Carroll, Daniel, II
CARROLL, DANIEL, II
American patriot, delegate to the Continental Congress and Constitutional Convention, signer of the U.S. Constitution; b. Upper Marlborough, Md., July 22, 1730;d. Rock Creek, Md., May 7, 1796. He was the son of Daniel and Eleanor (Darnall) Carroll and brother of John, the future archbishop of Baltimore. The family was related to the Darnalls, Digges, Lees, and Horseys of Maryland, and to the Carters and Brents of Virginia. Daniel Carroll II, who also married an Eleanor Darnall, daughter of Ann Rozier Darnall of England, was a first cousin by marriage to Charles Carroll of Carrollton. With his successful ventures into the business of merchant, plantation owner, and tobacco farmer, and with the large inheritances from both his father and wife, Daniel Carroll II early became a prosperous aristocrat of great wealth.
He entered political life in 1777, at a time when Maryland, of all the colonies, was most opposed to independence. Despite the stern opposition of the proprietary government, Carroll realized the need for more democratic legislation if unity was to be assured in the colony. For 18 years, in both state and national affairs, he fought the prevailing conservative, political, and religious views of his day: in the Maryland Senate and Council (1777–80); in the Continental Congress (1780–84); in the Constitutional Convention (1787–88); as member of the U.S. House of Representatives (1780–91); and as a commissioner for planning the capital in Washington (1791–95).
Carroll believed that a strong, centralized federal government was necessary for the preservation of the nation. He favored federal control of western lands and believed that the growing radicalism in state governments should be checked and religious toleration practiced in all states. In his view, reserved powers should be given to the people if not delegated to the central government. Despite divided opinion on the issue in his own state, he strongly urged Maryland's ratification of the Constitution, of which he was one of the two Catholic signers.

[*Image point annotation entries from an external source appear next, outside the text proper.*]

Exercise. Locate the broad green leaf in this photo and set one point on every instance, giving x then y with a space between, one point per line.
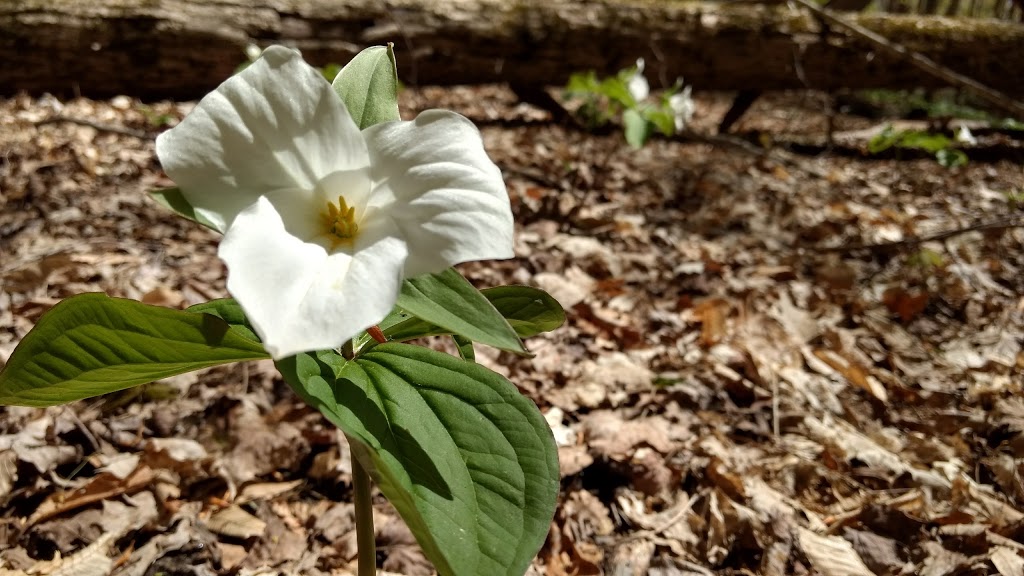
91 344
468 462
369 86
449 300
465 346
529 311
172 199
230 312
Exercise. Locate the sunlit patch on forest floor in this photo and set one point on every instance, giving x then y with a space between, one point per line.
764 370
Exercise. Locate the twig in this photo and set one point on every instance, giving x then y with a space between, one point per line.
992 96
1001 223
98 126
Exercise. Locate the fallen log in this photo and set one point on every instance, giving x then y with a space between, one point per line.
183 48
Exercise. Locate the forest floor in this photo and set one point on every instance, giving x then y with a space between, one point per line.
765 369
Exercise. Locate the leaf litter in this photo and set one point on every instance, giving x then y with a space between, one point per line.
749 380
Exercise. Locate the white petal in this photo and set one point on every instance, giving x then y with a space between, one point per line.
297 296
435 182
273 126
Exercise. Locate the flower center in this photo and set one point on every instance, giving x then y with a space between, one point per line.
340 219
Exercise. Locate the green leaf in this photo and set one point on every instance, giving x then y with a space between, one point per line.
91 344
663 119
449 300
951 158
369 86
465 346
172 199
529 311
637 128
468 462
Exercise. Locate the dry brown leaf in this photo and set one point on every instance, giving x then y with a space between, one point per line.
97 489
265 490
611 436
236 523
832 556
1007 561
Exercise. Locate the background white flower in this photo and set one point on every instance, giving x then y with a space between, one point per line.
637 84
682 106
323 221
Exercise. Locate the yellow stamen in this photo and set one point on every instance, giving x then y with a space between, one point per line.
340 219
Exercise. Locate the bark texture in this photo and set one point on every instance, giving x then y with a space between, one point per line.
183 48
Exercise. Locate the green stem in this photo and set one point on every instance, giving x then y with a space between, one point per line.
364 520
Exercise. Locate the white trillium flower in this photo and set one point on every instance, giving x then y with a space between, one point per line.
323 221
637 84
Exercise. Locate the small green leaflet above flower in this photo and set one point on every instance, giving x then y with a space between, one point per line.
323 221
628 95
637 83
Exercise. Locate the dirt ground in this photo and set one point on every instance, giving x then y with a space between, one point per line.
764 370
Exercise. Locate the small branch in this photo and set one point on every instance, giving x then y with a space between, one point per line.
98 126
1000 224
923 63
365 538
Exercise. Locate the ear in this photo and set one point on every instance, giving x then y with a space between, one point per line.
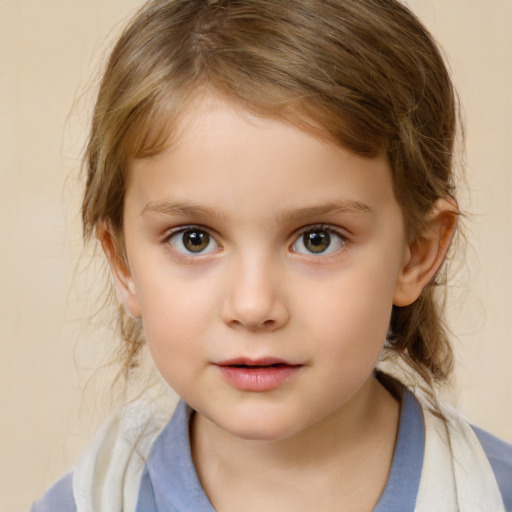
112 247
426 253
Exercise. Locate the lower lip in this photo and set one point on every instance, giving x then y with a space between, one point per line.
258 379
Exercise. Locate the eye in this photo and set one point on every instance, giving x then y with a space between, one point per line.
319 240
193 241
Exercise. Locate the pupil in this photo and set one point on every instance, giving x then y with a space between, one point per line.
317 241
196 241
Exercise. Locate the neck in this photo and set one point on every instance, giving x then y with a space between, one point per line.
338 453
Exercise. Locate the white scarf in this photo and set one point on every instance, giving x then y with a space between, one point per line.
456 474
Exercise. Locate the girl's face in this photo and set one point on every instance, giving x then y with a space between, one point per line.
264 263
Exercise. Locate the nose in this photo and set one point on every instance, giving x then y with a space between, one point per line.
255 299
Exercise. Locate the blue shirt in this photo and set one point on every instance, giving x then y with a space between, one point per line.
170 482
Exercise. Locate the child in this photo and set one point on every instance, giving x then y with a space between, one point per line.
271 183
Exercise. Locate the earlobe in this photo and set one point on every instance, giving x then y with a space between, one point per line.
120 269
424 256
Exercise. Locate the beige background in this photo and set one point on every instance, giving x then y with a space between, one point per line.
49 50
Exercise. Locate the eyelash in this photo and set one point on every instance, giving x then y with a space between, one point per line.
326 228
191 256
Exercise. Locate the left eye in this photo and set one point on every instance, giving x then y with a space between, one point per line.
319 241
193 241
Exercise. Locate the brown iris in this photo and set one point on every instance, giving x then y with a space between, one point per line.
195 240
316 241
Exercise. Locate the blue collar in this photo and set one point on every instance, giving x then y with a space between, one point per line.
170 482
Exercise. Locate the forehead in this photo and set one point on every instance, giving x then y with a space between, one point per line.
220 152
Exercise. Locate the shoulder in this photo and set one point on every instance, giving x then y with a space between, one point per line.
499 454
59 498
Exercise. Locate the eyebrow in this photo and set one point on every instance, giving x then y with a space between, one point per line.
352 207
295 214
180 208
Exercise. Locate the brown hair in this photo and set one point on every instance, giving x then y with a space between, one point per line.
364 72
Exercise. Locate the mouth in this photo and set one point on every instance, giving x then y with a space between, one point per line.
257 375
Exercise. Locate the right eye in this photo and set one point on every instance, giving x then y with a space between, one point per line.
191 241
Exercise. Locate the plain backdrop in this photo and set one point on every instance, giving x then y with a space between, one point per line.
50 51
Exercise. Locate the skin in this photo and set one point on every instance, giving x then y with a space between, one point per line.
325 437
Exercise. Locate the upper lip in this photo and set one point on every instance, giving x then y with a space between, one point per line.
264 361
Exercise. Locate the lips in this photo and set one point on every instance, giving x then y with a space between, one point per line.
257 375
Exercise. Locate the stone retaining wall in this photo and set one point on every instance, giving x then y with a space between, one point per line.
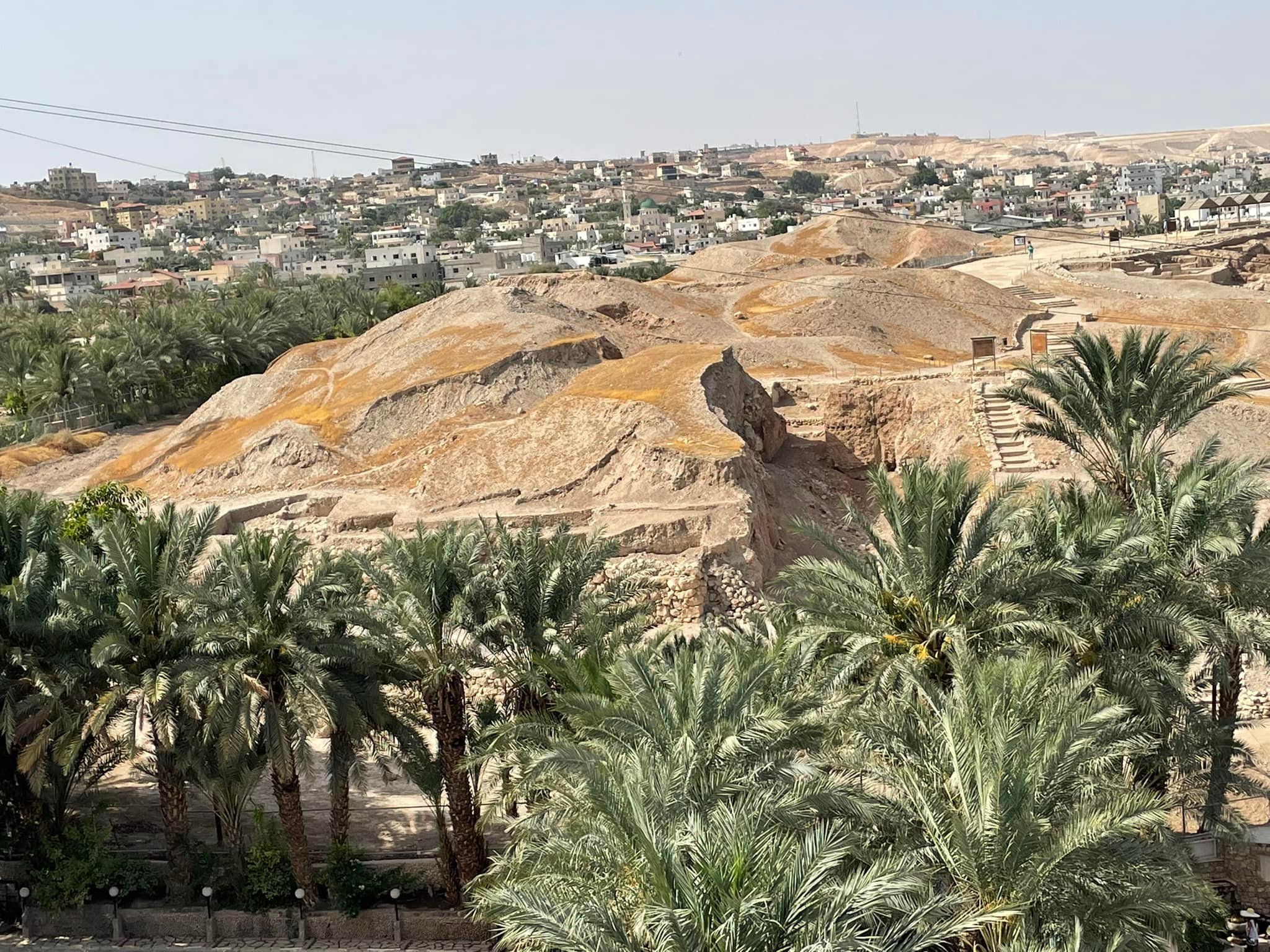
191 923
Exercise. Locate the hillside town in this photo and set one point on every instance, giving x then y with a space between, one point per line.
819 541
430 227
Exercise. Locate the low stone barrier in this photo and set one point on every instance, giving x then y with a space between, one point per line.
190 923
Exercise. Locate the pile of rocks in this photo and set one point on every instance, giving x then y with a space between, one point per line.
678 587
1255 705
728 592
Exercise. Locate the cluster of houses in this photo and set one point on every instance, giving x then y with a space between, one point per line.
456 224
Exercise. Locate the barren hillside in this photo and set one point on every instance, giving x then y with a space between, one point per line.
22 216
1025 151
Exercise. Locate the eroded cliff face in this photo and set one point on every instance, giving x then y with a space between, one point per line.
510 407
863 423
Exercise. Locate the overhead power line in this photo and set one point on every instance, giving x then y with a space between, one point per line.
225 128
376 156
92 151
918 296
762 276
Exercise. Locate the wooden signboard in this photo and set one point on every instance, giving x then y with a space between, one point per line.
984 347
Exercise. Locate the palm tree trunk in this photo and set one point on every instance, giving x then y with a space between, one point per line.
175 823
447 862
342 759
447 706
291 815
1226 716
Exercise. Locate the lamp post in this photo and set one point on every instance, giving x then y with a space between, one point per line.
300 901
116 926
395 895
211 930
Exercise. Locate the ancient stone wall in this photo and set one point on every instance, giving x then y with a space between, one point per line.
863 421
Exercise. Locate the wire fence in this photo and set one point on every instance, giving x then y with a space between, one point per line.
134 405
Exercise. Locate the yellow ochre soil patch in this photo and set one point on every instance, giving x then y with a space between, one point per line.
670 379
326 399
879 362
55 446
756 304
789 368
814 240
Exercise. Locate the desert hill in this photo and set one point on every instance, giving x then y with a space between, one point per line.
591 399
1029 150
487 402
870 238
35 215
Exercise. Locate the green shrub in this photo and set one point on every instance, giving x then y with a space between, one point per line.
267 879
100 503
14 403
353 886
70 866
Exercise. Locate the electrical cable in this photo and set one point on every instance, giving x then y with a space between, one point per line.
91 151
225 128
195 133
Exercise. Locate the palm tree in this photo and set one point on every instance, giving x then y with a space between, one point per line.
226 771
951 562
546 606
1014 785
136 575
61 376
432 587
1117 408
47 684
687 813
273 643
1210 557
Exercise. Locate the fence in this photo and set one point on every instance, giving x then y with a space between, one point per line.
136 404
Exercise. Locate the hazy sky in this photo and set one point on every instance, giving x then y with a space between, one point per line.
593 79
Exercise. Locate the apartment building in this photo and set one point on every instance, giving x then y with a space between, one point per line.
69 180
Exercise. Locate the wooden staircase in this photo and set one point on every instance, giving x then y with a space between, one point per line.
1008 446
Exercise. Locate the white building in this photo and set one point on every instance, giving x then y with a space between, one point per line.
401 255
133 257
106 240
1137 178
401 235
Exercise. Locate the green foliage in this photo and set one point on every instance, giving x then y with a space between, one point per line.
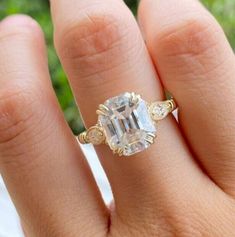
39 10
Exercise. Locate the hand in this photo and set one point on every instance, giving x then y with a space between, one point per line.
184 185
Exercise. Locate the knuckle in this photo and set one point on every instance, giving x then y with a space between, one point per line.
194 36
32 31
19 114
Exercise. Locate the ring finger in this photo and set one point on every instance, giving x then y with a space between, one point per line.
103 53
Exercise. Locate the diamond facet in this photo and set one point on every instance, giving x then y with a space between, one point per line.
127 124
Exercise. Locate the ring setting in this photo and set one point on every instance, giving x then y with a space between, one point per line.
127 123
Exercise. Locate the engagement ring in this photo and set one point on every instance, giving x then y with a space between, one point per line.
127 123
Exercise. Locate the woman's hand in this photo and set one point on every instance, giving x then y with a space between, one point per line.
184 185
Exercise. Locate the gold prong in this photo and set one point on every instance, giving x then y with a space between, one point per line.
149 140
135 98
118 151
99 112
152 135
103 110
82 138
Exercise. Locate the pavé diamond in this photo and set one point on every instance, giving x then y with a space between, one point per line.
127 124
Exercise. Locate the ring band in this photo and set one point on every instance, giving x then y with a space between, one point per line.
127 123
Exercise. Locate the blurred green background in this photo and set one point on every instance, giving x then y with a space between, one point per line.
223 10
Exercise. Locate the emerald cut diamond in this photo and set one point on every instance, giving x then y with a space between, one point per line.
127 125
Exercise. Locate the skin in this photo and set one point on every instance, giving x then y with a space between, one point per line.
184 185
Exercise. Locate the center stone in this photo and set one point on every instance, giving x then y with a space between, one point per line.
127 124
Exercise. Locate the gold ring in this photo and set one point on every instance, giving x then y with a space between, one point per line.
127 123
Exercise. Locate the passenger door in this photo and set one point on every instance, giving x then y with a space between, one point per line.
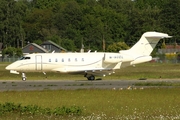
38 62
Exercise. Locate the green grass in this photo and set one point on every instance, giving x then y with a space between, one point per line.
107 104
141 71
150 103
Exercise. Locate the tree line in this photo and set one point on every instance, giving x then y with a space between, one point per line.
93 23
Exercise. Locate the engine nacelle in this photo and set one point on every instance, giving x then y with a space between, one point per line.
112 57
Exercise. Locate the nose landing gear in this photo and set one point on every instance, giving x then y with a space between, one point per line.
24 77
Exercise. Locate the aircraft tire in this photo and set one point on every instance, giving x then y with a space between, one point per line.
23 78
91 77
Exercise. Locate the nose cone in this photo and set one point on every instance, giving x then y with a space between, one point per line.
10 67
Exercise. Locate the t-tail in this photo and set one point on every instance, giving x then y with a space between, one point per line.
141 51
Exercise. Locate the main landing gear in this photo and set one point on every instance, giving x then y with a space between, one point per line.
89 77
24 77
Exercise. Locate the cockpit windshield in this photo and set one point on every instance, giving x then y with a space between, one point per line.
25 58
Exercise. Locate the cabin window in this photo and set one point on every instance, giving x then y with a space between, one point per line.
76 59
56 60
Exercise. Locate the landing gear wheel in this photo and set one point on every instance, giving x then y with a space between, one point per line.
91 77
24 77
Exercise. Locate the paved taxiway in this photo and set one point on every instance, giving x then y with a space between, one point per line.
18 85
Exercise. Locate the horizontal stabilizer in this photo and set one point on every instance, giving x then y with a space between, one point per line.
141 60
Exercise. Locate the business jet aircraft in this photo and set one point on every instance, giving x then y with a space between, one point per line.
90 63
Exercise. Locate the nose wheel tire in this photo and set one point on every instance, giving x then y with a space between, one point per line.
91 77
24 77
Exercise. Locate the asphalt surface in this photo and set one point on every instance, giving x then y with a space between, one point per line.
18 85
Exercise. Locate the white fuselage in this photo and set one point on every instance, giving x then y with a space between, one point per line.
68 62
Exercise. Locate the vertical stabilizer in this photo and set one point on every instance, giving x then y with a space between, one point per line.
146 44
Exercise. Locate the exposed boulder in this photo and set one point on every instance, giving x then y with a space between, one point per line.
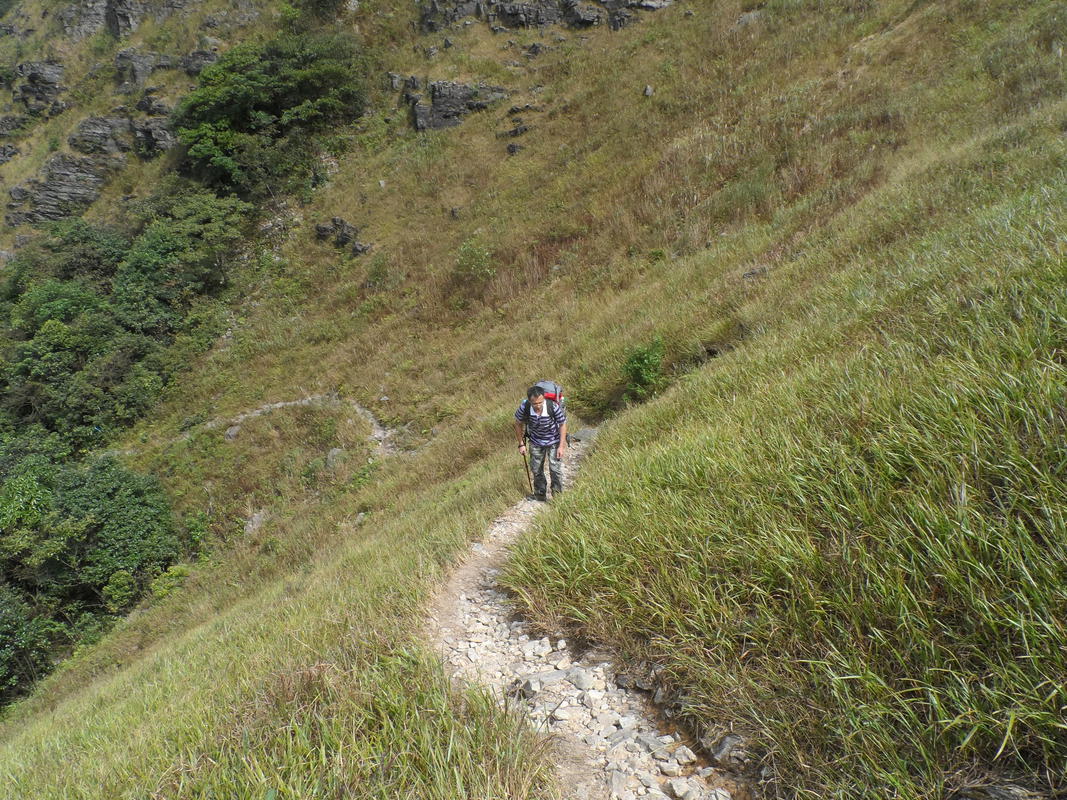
451 101
194 62
122 17
67 185
118 17
12 124
239 14
112 136
343 234
40 86
154 137
133 67
439 15
528 15
83 18
102 134
153 106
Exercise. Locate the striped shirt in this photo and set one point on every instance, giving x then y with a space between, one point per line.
543 428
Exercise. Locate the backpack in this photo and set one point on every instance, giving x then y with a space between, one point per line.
553 397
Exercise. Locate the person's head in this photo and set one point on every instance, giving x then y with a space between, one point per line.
536 396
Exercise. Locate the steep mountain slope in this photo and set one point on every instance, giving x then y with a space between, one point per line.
830 235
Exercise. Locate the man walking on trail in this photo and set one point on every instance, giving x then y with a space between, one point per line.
544 425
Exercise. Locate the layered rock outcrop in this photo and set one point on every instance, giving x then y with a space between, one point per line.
38 85
440 14
66 186
449 102
118 17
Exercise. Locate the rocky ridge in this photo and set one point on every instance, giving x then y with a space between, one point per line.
439 15
607 738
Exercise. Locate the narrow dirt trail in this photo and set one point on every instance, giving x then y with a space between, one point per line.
607 741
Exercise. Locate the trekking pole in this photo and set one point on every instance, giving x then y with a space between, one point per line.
526 464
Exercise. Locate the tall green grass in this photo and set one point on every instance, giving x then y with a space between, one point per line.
849 536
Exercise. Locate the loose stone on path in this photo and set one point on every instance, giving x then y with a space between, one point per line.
607 741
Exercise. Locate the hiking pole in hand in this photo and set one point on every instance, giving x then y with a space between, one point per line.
526 464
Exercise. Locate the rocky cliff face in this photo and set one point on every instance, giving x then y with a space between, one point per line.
66 186
118 17
440 14
38 85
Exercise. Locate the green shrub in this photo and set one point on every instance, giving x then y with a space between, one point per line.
168 581
26 642
643 368
249 123
474 264
120 591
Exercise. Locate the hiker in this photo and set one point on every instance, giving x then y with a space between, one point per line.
543 424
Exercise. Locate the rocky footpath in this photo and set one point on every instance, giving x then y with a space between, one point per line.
608 739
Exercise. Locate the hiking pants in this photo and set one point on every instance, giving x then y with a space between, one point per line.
538 456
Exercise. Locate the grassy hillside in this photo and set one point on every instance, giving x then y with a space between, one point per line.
832 238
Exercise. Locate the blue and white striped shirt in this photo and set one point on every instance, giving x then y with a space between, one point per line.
543 428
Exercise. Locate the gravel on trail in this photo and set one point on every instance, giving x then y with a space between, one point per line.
608 741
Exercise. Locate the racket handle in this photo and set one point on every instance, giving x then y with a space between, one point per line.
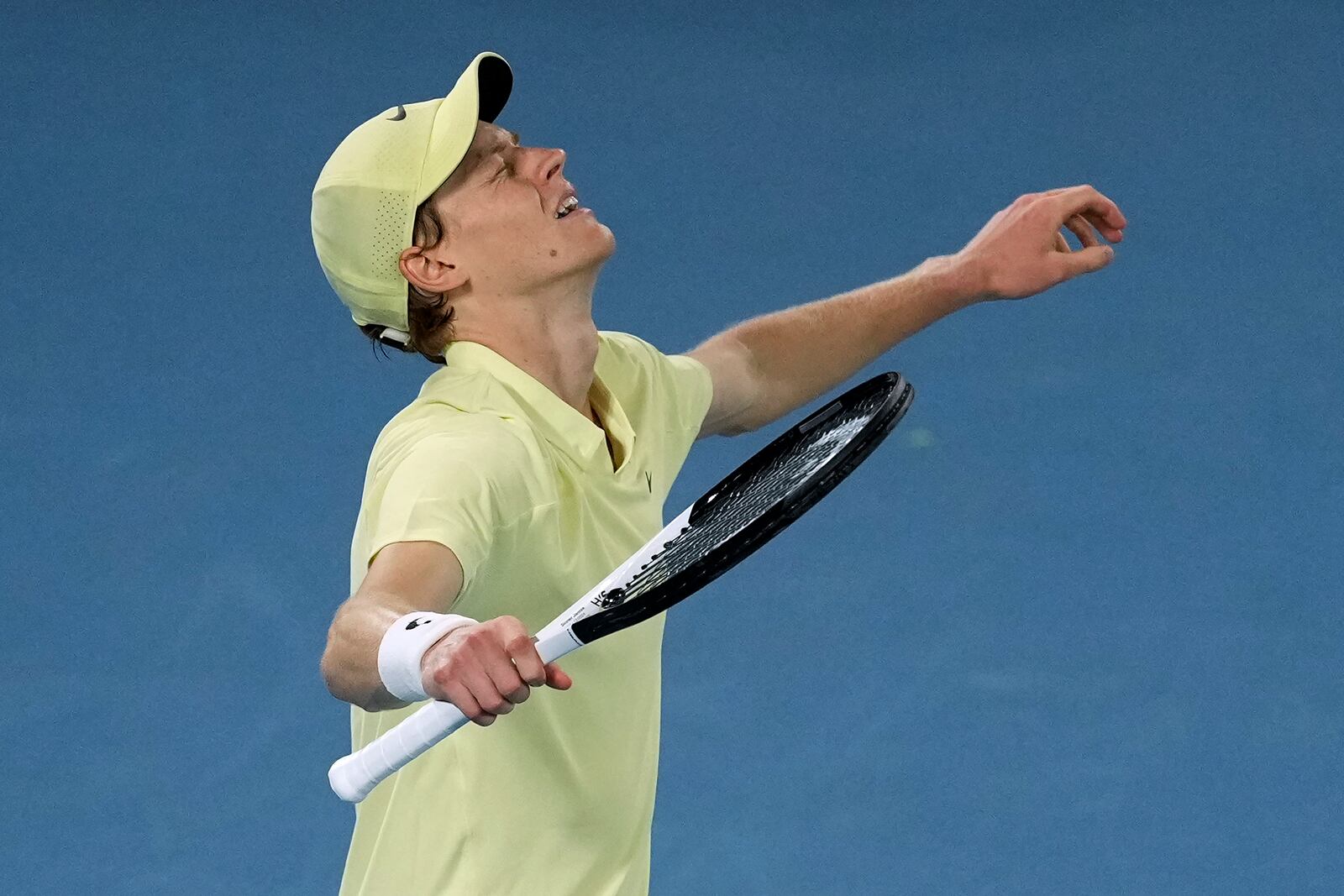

Though frequently overshadowed by his more famous cousin, Charles Carroll of Carrollton, eclipsed by his brother John, first archbishop of Baltimore, and confused with his distant relative, Daniel Carroll of Duddington, Daniel Carroll II of Upper Marlborough made a lasting contribution in his emphasis on the value of strong, centralized government and the recognition of the dignity of man and his need for religious liberty.
Bibliography: m. v. geiger, Daniel Carroll (Washington 1943); "Daniel Carroll," Catholic World 163 (May 1946) 163–166.